Regarding the scandalous declarations of

Vincenzo Paglia on Law 194

By Archbishop Carlo Maria Viganò

August 27, 2022

    The President of the Pontifical Academy for Life, Vincenzo Paglia, in the course of an interview given to Italian television channel RaiTre on August 26 (here), referred to the infamous Law 194 legalizing abortion as “a pillar of our social life,” scandalizing millions of Italian Catholics who are faithful to the Magisterium and are still mindful of the fiery words of John Paul II against that horrible crime, which in Italy alone has sacrificed over six million innocent children on the altar of selfishness and liberal antichristic ideology.

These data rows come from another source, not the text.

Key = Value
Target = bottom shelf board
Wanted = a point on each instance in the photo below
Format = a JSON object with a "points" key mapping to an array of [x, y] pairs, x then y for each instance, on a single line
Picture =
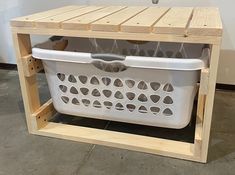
{"points": [[140, 143]]}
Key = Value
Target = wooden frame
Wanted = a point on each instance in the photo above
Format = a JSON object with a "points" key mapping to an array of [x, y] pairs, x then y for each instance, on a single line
{"points": [[37, 115]]}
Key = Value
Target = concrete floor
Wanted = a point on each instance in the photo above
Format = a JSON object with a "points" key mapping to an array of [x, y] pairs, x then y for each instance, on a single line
{"points": [[24, 154]]}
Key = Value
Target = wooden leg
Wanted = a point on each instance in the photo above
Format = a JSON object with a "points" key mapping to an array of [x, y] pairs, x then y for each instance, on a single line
{"points": [[29, 86], [209, 101]]}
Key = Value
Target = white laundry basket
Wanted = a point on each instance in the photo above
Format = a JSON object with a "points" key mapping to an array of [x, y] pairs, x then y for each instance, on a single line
{"points": [[115, 83]]}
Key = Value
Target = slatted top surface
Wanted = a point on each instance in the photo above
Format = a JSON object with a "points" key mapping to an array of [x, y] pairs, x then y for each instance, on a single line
{"points": [[197, 21]]}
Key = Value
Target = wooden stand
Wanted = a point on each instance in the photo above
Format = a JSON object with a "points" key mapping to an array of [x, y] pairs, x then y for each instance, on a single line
{"points": [[188, 25]]}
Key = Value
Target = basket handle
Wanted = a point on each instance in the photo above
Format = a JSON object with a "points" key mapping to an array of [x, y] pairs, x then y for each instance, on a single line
{"points": [[108, 62], [108, 57]]}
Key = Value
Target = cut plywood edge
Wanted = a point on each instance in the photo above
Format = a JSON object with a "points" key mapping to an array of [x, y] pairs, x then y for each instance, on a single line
{"points": [[205, 21], [28, 21], [118, 139], [174, 21], [55, 21], [83, 22], [112, 22], [143, 22]]}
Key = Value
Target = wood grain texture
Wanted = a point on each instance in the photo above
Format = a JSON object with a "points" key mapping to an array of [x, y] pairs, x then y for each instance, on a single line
{"points": [[208, 34], [113, 21], [28, 21], [83, 22], [118, 139], [205, 21], [143, 22], [55, 21], [174, 21]]}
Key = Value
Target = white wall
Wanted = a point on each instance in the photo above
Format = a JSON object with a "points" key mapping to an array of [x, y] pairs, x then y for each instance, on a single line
{"points": [[13, 8]]}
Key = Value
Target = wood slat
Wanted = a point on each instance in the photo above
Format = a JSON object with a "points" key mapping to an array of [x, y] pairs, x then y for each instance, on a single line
{"points": [[174, 21], [143, 22], [28, 21], [118, 139], [83, 22], [205, 21], [55, 21], [113, 22]]}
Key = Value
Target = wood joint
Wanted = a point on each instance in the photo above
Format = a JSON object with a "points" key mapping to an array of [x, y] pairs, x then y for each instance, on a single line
{"points": [[204, 81], [44, 114], [31, 65]]}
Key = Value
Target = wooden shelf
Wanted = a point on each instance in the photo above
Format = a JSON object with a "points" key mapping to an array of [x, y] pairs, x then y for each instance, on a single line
{"points": [[176, 24]]}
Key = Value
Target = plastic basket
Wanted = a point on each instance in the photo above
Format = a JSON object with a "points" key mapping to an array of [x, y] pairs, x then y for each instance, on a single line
{"points": [[122, 81]]}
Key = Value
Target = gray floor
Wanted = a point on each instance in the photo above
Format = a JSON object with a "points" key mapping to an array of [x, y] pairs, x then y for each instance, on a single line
{"points": [[24, 154]]}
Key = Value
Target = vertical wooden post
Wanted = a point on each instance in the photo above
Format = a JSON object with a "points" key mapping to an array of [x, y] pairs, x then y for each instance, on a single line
{"points": [[29, 86], [215, 49]]}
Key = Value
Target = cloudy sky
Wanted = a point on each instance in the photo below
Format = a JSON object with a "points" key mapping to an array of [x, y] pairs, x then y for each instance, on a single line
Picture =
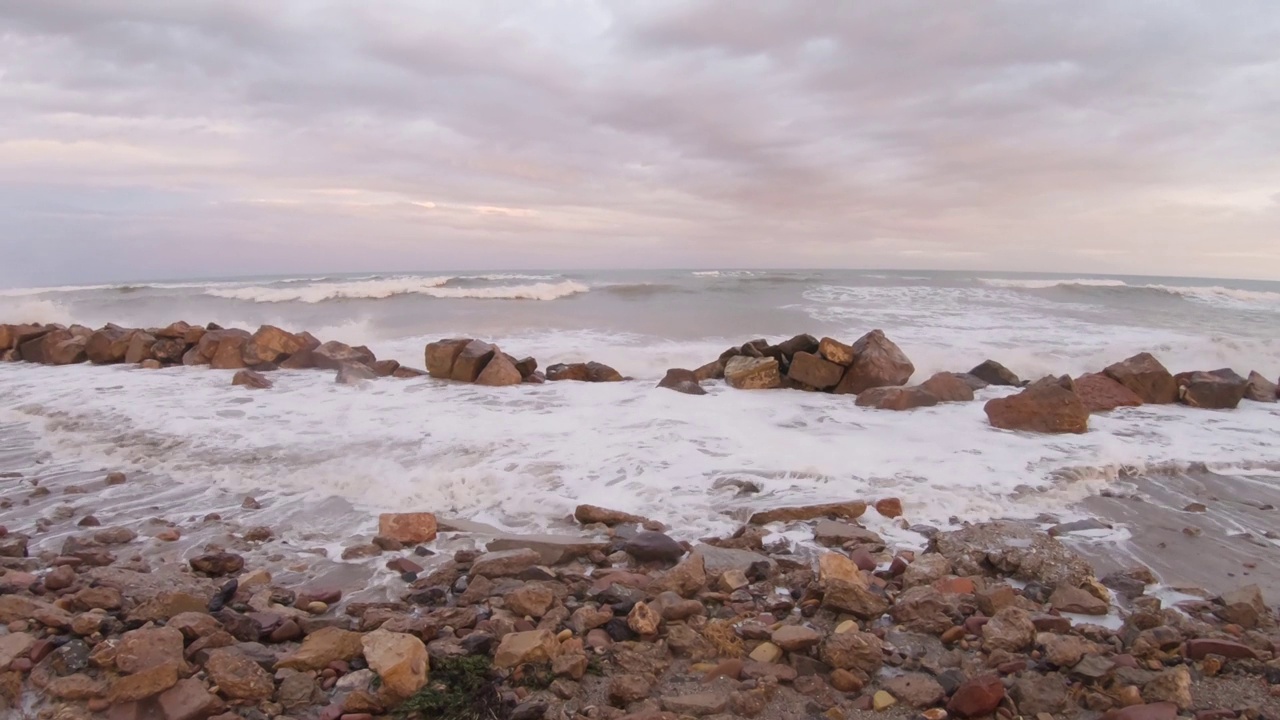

    The just indignation of the ecclesial body in response to the statements of the President of an Academy founded by John Paul II precisely in order to oppose abortion is accompanied by the applause of the advocates of “reproductive health” and the “interruption of pregnancy,” who are always ready to accuse the Church of interference when she speaks with the voice of Christ, but yet offer praise as soon as her worst exponents prostitute themselves to the aligned thought of the world and adopt the dishuman principles of neomalthusianism as their own.

    As Shepherd and Successor of the Apostles, I am unable not to condemn with the greatest force Paglia’s scandalous words, which contradict the Gospel and the teaching of the Roman Pontiffs.

    The New World Order, the United Nations, the WHO, the European Union, the World Economic Forum, the Trilateral Commission, the Bilderberg Club, and all the organizations which follow the Agenda 2030 consider the barbaric killing of the innocent child in the mother’s womb as a right, as a “pillar of social life.” It is emblematic and revealing that the sect of apostates who infest the Catholic Hierarchy and have occupied its highest levels find themselves aligned with the ideological positions of the enemies of Christ, not only on issues that are seemingly unconnected – like the psychopandemic narrative and green ideology – but also in the denial of the very foundations of the Natural Law, including respect for life from conception to natural death.

    It is disconcerting that no one among my brothers in the Episcopate, and least of all among the members of the College of Cardinals, dares to raise his voice to condemn Paglia’s delusional words and call for his immediate resignation from the Pontifical Academy for Life.

    May the faithful, admonished by good priests, move themselves far away from these wolves in sheep’s clothing and pray to the Lord asking him to intervene to save His Church, occupied by a Sanhedrin of corrupted and perverted men who continue to crucify Jesus Christ in His Mystical Body.